2023-10-06 14:32:21 +02:00 · 2023-10-06 14:32:21 +02:00 · 1243894eb8
commit 1243894eb8
parent a8dc75fbab
2 changed files with 20 additions and 11 deletions
--- a/examples/mujoco/mujoco_ppo_hl.py
+++ b/examples/mujoco/mujoco_ppo_hl.py
@ -6,7 +6,6 @@ from collections.abc import Sequence
 from typing import Literal

 from jsonargparse import CLI
-from torch.distributions import Independent, Normal

 from examples.mujoco.mujoco_env import MujocoEnvFactory
 from tianshou.highlevel.config import SamplingConfig
@ -14,6 +13,7 @@ from tianshou.highlevel.experiment import (
    ExperimentConfig,
    PPOExperimentBuilder,
 )
+from tianshou.highlevel.params.dist_fn import DistributionFunctionFactoryIndependentGaussians
 from tianshou.highlevel.params.lr_scheduler import LRSchedulerFactoryLinear
 from tianshou.highlevel.params.policy_params import PPOParams
 from tianshou.utils import logging
@ -62,9 +62,6 @@ def main(

    env_factory = MujocoEnvFactory(task, experiment_config.seed, sampling_config)
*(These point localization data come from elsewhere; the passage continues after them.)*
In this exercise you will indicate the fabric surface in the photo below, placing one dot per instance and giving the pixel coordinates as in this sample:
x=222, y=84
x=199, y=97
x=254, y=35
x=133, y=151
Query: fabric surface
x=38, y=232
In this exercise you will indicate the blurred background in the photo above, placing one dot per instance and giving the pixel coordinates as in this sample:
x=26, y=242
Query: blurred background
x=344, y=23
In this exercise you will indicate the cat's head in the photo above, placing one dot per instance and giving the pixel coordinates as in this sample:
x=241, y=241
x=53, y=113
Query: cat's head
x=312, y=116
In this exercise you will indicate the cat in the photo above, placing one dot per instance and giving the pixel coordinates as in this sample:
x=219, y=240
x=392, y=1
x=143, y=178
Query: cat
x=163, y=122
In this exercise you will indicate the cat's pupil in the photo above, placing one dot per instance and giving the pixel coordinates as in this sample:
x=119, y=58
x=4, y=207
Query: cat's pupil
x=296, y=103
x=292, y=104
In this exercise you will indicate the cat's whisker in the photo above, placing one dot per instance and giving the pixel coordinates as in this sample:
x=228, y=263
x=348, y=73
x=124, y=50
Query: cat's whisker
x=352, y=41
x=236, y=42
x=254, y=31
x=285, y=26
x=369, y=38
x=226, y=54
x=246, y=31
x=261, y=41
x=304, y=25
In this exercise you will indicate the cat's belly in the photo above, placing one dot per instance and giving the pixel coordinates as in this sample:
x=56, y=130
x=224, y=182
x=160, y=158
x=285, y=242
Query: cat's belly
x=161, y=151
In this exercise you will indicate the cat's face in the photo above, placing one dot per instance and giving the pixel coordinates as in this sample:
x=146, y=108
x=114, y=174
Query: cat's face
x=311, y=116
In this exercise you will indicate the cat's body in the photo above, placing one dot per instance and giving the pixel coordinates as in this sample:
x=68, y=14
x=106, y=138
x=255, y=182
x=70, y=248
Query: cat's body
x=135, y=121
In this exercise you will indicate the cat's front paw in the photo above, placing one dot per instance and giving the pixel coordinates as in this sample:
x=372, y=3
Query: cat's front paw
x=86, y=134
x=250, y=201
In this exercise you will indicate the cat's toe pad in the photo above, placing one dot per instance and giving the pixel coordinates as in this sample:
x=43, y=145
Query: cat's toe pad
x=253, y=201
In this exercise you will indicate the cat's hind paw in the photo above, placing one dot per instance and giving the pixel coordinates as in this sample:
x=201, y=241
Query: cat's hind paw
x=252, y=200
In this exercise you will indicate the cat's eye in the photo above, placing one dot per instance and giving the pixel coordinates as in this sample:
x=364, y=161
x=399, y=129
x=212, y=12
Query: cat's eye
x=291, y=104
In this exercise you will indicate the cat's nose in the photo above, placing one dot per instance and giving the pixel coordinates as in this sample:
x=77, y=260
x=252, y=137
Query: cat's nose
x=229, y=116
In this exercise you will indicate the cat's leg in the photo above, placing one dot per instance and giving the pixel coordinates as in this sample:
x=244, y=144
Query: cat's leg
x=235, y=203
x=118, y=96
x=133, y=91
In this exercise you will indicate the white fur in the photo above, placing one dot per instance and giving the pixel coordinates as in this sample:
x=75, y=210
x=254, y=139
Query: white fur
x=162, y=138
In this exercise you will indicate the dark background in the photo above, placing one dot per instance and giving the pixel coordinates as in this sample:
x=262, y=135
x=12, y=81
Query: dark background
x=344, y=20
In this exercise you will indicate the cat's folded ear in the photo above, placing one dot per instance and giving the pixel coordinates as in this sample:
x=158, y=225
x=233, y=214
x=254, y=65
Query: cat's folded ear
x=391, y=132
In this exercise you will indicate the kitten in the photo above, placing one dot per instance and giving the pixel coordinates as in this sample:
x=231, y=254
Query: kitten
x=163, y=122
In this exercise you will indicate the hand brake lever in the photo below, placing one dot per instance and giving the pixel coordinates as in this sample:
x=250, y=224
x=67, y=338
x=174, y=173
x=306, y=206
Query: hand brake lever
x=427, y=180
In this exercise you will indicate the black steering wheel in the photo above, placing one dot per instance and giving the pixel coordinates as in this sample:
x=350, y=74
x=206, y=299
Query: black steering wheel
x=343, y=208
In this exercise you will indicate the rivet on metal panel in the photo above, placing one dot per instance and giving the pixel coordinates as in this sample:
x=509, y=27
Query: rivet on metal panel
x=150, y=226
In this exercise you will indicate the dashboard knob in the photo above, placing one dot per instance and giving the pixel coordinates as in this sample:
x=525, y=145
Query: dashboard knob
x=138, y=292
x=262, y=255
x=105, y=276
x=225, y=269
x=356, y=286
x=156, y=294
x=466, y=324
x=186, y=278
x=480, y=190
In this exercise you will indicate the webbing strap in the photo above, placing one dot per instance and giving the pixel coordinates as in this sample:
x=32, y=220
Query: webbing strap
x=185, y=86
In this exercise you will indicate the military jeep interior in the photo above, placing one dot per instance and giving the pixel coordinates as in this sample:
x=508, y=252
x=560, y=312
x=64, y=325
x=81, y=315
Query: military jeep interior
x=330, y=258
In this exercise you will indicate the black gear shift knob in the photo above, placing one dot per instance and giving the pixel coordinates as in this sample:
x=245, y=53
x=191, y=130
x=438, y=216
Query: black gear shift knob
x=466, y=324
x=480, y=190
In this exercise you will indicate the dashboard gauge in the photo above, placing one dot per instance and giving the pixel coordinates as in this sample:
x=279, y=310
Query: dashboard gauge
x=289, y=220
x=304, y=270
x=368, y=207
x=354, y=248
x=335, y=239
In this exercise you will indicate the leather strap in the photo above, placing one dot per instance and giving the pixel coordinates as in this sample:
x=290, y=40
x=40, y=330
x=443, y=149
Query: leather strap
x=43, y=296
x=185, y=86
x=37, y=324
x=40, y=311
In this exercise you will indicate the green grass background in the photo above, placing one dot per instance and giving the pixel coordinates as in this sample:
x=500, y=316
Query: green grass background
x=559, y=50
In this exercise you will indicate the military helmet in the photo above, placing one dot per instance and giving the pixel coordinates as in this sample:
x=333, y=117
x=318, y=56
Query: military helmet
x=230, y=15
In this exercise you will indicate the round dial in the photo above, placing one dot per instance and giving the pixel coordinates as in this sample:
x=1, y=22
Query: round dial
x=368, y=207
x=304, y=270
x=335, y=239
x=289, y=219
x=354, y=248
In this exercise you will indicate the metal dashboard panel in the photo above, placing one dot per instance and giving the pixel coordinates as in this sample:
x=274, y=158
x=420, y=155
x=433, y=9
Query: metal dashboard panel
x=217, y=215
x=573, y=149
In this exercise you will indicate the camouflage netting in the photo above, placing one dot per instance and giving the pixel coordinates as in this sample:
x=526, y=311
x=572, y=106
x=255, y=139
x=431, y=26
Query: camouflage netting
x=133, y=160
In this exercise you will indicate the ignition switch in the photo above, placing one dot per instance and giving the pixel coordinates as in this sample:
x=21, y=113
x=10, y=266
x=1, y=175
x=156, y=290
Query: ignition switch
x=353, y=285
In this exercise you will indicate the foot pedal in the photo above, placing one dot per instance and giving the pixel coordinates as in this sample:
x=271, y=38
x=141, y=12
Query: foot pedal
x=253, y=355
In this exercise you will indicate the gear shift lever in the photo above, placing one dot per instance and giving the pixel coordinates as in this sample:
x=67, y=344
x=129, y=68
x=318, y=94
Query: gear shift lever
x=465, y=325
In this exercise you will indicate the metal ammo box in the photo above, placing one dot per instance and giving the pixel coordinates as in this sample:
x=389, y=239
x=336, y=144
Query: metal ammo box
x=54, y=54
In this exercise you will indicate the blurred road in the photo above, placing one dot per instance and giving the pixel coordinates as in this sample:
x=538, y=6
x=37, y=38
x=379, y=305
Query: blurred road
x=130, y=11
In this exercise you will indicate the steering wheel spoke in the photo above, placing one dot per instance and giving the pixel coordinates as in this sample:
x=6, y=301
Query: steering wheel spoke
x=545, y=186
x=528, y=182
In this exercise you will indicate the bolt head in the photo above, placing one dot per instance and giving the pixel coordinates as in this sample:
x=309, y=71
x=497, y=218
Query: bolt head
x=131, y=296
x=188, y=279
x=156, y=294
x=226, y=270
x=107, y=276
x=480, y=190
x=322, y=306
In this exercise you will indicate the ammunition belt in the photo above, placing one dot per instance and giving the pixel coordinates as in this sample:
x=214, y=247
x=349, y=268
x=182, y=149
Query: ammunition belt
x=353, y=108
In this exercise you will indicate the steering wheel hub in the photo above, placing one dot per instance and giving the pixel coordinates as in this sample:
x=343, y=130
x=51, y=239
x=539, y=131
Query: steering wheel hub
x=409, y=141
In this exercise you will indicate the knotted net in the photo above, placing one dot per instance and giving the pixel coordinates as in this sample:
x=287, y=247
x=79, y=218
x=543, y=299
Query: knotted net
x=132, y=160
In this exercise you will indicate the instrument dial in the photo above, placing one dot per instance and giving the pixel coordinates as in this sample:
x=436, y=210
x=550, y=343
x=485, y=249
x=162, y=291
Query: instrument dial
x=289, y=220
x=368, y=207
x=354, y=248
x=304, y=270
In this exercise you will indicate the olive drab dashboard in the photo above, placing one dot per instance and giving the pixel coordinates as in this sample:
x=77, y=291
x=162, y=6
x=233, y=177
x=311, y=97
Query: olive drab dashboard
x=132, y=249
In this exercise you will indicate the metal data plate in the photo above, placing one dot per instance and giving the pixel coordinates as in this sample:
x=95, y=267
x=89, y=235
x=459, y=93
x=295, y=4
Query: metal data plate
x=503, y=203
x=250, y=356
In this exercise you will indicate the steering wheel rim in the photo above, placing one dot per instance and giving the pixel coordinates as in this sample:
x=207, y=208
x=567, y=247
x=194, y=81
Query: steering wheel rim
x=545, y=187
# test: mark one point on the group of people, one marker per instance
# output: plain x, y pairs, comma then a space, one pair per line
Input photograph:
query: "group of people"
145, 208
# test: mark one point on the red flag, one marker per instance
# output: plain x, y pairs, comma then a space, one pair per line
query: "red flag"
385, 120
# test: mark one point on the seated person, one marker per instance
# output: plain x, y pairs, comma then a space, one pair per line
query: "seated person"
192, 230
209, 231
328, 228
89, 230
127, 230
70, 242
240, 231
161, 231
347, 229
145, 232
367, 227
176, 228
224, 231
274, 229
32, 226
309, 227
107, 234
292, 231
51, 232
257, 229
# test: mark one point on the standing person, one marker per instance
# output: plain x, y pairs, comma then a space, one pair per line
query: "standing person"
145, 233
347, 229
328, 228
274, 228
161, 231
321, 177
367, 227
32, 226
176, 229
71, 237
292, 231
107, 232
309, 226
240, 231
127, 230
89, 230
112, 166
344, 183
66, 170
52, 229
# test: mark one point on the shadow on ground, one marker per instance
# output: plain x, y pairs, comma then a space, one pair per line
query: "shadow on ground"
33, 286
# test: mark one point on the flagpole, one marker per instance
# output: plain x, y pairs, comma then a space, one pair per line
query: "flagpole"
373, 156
-    def dist_fn(*logits):
-        return Independent(Normal(*logits), 1)
-
    experiment = (
        PPOExperimentBuilder(env_factory, experiment_config, sampling_config)
        .with_ppo_params(
@ -85,7 +82,7 @@ def main(
                lr_scheduler_factory=LRSchedulerFactoryLinear(sampling_config)
                if lr_decay
                else None,
-                dist_fn=dist_fn,
+                dist_fn=DistributionFunctionFactoryIndependentGaussians(),
            ),
        )
        .with_actor_factory_default(hidden_sizes)
--- a/tianshou/highlevel/params/dist_fn.py
+++ b/tianshou/highlevel/params/dist_fn.py
@ -17,20 +17,32 @@ class DistributionFunctionFactory(ToStringMixin, ABC):
        pass


-def _dist_fn_categorical(p):
-    return torch.distributions.Categorical(logits=p)
+class DistributionFunctionFactoryCategorical(DistributionFunctionFactory):
+    def create_dist_fn(self, envs: Environments) -> TDistributionFunction:
+        assert envs.get_type().assert_discrete(self)
+        return self._dist_fn
+
+    @staticmethod
+    def _dist_fn(p):
+        return torch.distributions.Categorical(logits=p)


-def _dist_fn_gaussian(*p):
-    return torch.distributions.Independent(torch.distributions.Normal(*p), 1)
+class DistributionFunctionFactoryIndependentGaussians(DistributionFunctionFactory):
+    def create_dist_fn(self, envs: Environments) -> TDistributionFunction:
+        assert envs.get_type().assert_continuous(self)
+        return self._dist_fn
+
+    @staticmethod
+    def _dist_fn(*p):
+        return torch.distributions.Independent(torch.distributions.Normal(*p), 1)


 class DistributionFunctionFactoryDefault(DistributionFunctionFactory):
    def create_dist_fn(self, envs: Environments) -> TDistributionFunction:
        match envs.get_type():
            case EnvType.DISCRETE:
-                return _dist_fn_categorical
+                return DistributionFunctionFactoryCategorical().create_dist_fn(envs)
            case EnvType.CONTINUOUS:
-                return _dist_fn_gaussian
+                return DistributionFunctionFactoryIndependentGaussians().create_dist_fn(envs)
            case _:
                raise ValueError(envs.get_type())